Ruiny zamku Ogrodzieniec w Podzamczu – stacja 07 – Baszta i komnata krecenderska, Kurza Noga i dziedziniec gospodarczy
Opis
Na pewno zauważyli Państwo wysoką wieżę znajdującą się na południu zamku [fot. 07.07.001]. Nazywa się ona basztą kredencerską i należy do najstarszej murowanej części zamku. Baszta znajdowała się obok jadalni. W jej dolnej części trzymano złote i srebrne sztućce. Wyższe kondygnacje pełniły funkcje militarne. Dlatego zwieńczono ją machikułem, czyli gankiem obronnym. Rolę obronną odgrywały także zachowane do dziś małe izby ze strzelnicami. Zachęcamy Państwa do przejścia przez zachowane do dziś drzwi [fot. 07.07.002] i wejścia na szczyt wieży, na którym zorganizowano taras widokowy. Roztacza się z niego widok m.in. na Górę Birów, na którą zapraszamy Państwa w dalszej części wycieczki.

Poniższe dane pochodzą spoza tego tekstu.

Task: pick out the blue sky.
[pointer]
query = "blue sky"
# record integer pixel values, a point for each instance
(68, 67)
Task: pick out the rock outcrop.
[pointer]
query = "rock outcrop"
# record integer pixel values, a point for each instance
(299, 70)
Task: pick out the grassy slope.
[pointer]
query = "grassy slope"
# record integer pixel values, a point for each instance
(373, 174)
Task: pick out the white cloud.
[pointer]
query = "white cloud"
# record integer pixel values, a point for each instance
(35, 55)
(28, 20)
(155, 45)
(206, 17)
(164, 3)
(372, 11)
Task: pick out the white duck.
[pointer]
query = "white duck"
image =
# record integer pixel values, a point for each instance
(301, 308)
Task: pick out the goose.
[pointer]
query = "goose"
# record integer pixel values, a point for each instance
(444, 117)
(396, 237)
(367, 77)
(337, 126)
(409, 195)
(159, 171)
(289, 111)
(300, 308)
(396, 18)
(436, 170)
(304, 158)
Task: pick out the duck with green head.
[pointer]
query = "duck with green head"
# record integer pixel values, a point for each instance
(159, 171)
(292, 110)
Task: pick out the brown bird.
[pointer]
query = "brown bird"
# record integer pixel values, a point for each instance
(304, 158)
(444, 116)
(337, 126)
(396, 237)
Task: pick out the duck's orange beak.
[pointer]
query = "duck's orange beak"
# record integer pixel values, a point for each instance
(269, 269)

Koło baszty znajduje się Sala Kredencerska. Pełniła ona funkcję jadalni i właśnie od tej roli pochodzi jej nazwa. Kredencarzem w dawnych czasach nazywano zaufaną osobę, która pilnowała srebrnej i złotej zastawy. To właśnie tutaj przyjmowano najzacniejszych gości [fot. 07.07.003]. Obok znajduje się izba stołowa, z której można wejść do Muzeum Zamkowego i na niższe kondygnacje Kurzej Nogi [fot. 07.07.004-07.07.005].

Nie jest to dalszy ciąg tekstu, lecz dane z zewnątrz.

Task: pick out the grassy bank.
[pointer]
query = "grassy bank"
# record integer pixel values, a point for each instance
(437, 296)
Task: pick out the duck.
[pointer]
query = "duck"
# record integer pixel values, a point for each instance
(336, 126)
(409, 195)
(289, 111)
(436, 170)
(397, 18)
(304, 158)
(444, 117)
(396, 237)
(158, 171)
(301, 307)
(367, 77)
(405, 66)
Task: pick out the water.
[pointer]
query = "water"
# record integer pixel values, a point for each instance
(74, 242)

Kurza Noga [fot. 07.07.006] to część zamku dobudowana przez Seweryna Bonera w połowie XVI w. Do dziś zachowały się jej wysokie mury i otwory okienne. Z łatwością dostrzegą Państwo, jak kształtowały się pomieszczenia w tej części zamku [fot. 07.07.007]. Na wyższych kondygnacjach znajdowały się izby białogłowskie, izby pisarskie, sala balowa, a nawet renesansowa umywalnia. W jej dolnej części mieściły się kazamaty o bardzo grubych murach. Ich funkcje obronne wzmacniały otwory strzelnicze [fot. 07.07.008].
Z okien Kurzej Nogi widoczny jest dziedziniec gospodarczy [fot. 07.07.009]. Otoczony jest on grubym murem łączącym Kurzą Nogę oraz Beluard. Jest to tzw. mur kurtynowy, służący jako osłona [fot. 07.07.010]. Oglądając mur, można dostrzec w nim żłobienia i otwory – zapewne służyły one umieszczeniu w nich drewnianych elementów stropu. Także i tutaj znajdowały się drewniane ganki [fot. 07.07.011-07.07.012], które ułatwiały żołnierzom poruszanie się pomiędzy otworami strzelniczymi rozmieszczonymi na różnych wysokościach muru [fot. 07.07.013-07.07.014].
Na dziedzińcu panował gwar, bo to tu pracowali rzemieślnicy, tu magazynowano surowce, a hałas potęgowały odgłosy dochodzące z ptaszarni. Można tu było wjechać bezpośrednio przez niewielką bramę, wzmocnioną żelazną kratą.